Monday 24 September 2012

ANZUS? No going back


[Mass protests forced a nuclear-free policy on Lange. We need to rediscover this tradition.]


There was a flurry of news recently about the US and NZ building “better relations” as Leon Panetta, the US secretary of Defence, visited the country. There hasn’t been such a visit since NZ was suspended from the ANZUS military agreement because of the ban on nuclear warships docking in NZ ports. Panetta wants to station US troops in NZ.

Whenever there is discussion about ‘better military relations’ we must wonder who will these relations be better for? Will closer military relations benefit working people or will it benefit the wealthy?

The New Zealand capitalists want closer relations with the USA for, as I see it, two main reasons. First there is the access to trade deals and other economic benefits from the plunder of the Middle East and other imperial exploits. For resources such as cheap labour and raw materials and access to markets to sell goods there is a section of the NZ elite that supported the invasion and occupation of Afghanistan and Iraq. Can anyone remember Don Brash or John Key talking about how ‘we’ should have joined the invasion of Iraq to get better ‘trade deals’. These so called ‘Free Trade’ deals, like the Trans Pacific Partnership Agreement will mean the continued race to the bottom in terms of wages and conditions for workers in all countries.

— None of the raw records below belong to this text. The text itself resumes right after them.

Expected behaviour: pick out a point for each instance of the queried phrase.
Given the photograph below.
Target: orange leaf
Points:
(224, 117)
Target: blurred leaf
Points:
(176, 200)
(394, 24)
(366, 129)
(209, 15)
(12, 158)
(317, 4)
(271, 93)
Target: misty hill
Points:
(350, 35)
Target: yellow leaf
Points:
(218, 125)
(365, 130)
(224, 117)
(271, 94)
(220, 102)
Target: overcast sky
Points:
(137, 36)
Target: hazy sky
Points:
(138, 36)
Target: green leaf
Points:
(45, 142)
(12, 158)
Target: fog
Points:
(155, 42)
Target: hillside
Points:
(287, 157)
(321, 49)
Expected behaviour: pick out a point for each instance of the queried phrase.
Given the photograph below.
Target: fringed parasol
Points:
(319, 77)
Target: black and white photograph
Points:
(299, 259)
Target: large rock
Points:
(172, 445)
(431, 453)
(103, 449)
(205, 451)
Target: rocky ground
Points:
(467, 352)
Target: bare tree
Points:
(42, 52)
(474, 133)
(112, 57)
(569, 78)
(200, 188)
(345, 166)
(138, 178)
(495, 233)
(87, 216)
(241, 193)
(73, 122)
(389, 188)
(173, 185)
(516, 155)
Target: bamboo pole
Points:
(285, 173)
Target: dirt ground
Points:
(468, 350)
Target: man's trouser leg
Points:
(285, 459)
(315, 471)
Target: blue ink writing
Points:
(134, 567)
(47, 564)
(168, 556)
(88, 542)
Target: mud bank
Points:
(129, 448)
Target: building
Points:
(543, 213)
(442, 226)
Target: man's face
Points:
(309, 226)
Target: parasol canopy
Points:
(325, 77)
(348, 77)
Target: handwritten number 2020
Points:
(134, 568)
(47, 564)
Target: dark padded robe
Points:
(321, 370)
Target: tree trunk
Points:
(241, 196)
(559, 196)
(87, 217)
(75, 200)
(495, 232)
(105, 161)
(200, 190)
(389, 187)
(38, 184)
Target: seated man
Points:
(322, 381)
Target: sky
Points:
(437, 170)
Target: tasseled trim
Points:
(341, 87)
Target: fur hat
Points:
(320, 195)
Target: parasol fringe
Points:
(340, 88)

The second reason capitalists in New Zealand support a return to ANZUS is that it would tighten up the already strong economic and political alliance in the pacific that is in competition with China. Ever since the end of World War Two the USA and its allies like Australia and New Zealand have dominated the Pacific. This is more than simply economic exploitation to Military interventions. Troops and police have been sent to Tonga in 2006 and the Solomons in 2003 under Helen Clark’s Labour government to prop up corrupt governments that protect the profits of NZ, Aus, and US corporations.

['Why, I can smile; and murder while I smile']

China is a growing threat to this political bloc in the Pacific. While it is one of NZ’s, the USA, and Australia’s biggest trading partners there is a political tension growing between the US led countries and China. In the pacific the most glaring case of political tension is over Fiji. However in many places, including NZ, there is competition between Chinese investment and aid and western investment and aid – where both groups are trying to buy influence. It is unlikely that any open conflict in the Pacific will erupt any time soon especially since the US and NATO forces are still continuing the predatory occupation of Afghanistan. Even this being the case it would be a big step backwards for working people, in China, the USA, and NZ for NZ to re – enter ANZUS.

Nuclear armed and powered warships (or warships of any kind) can only benefit the capitalists by providing them strategic advantage over their competitors in other countries. Working people, students, and the oppressed should reject any appeals that say we need ‘defence’.  It was ordinary people that put the pressure on the government and business community to ban all nuclear powered or armed warships.  Above all it was the wharfies on the ports in NZ that forced the government’s hand. There was a campaign of strike action that escalated to the point where the workers would shut down the ports whenever a US warship docked. This is the kind of power that can defend ordinary people from the horrors of war abroad and poverty at home. We should look to building a stronger workers movement that has international links with the workers movement in both China and the USA/Aus.

If we want to stop the wars around the world or any conflict between ANZUS and China in the Pacific then we must understand that these alliances and wars are for profit. There is no benefit for working people in military alliances of any kind as the old saying goes: It’s the rich who start wars and the poor who die in them.